Molson Coors recently announced a new kind of advertising campaign. Timed for the days before Super Bowl Sunday, it was designed to infiltrate our dreams. They planned to use "targeted dream incubation" (TDI) to alter the dreams of the nearly 100 million Super Bowl viewers the night before the game—specifically, to have them dream about Coors beer in a clean, refreshing, mountain environment—and presumably then drink their beer while watching the Super Bowl. Participants in what Coors called ‘the world’s largest dream study’ would get half off on a 12 pack of Coors; if they sent the link to a friend who also incubated their dreams, the 12 pack was free. With this campaign, Coors is proudly pioneering a new form of intrusive marketing. “Targeted Dream Incubation (TDI) is a never-before-seen form of advertising,” says Marcelo Pascoa, Vice President of Marketing at Molson Coors.

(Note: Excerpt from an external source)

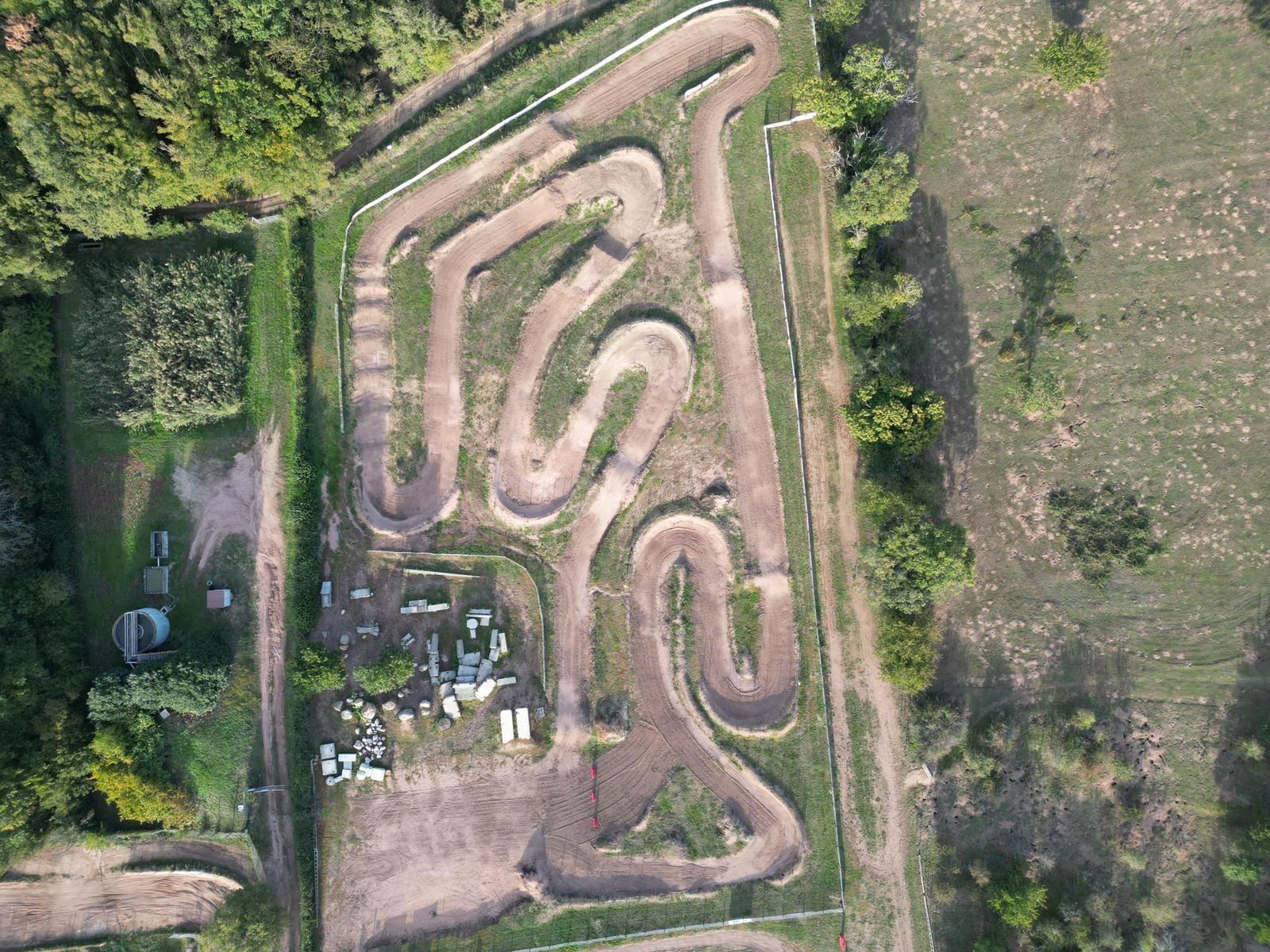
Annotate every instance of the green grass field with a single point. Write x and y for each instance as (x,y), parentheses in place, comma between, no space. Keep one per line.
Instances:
(125,488)
(1156,182)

With brain imaging techniques beginning to capture the core contents of people’s dreams and sleep studies establishing real-time communication between researchers and sleeping dreamers, the kind of dream incubation until recently assumed to be the pure science fiction of movies like Inception is now becoming reality. Coors is not the only company expressing interest in using these novel dream incubation technologies: Xbox's Made From Dreams uses TDI to give professional gamers dreams of their favorite video games, while Playstation advertises a new Tetris game based on a sleep study demonstrating that gameplay incubates Tetris dreams. In 2018, Burger King created a "nightmare" burger for Halloween, claiming that a sleep laboratory study had ‘clinically proven’ it would induce nightmares. And multiple marketing studies are openly testing new ways to alter and motivate purchasing behavior through dream and sleep hacking. The commercial, for-profit use of dream incubation is rapidly becoming a reality.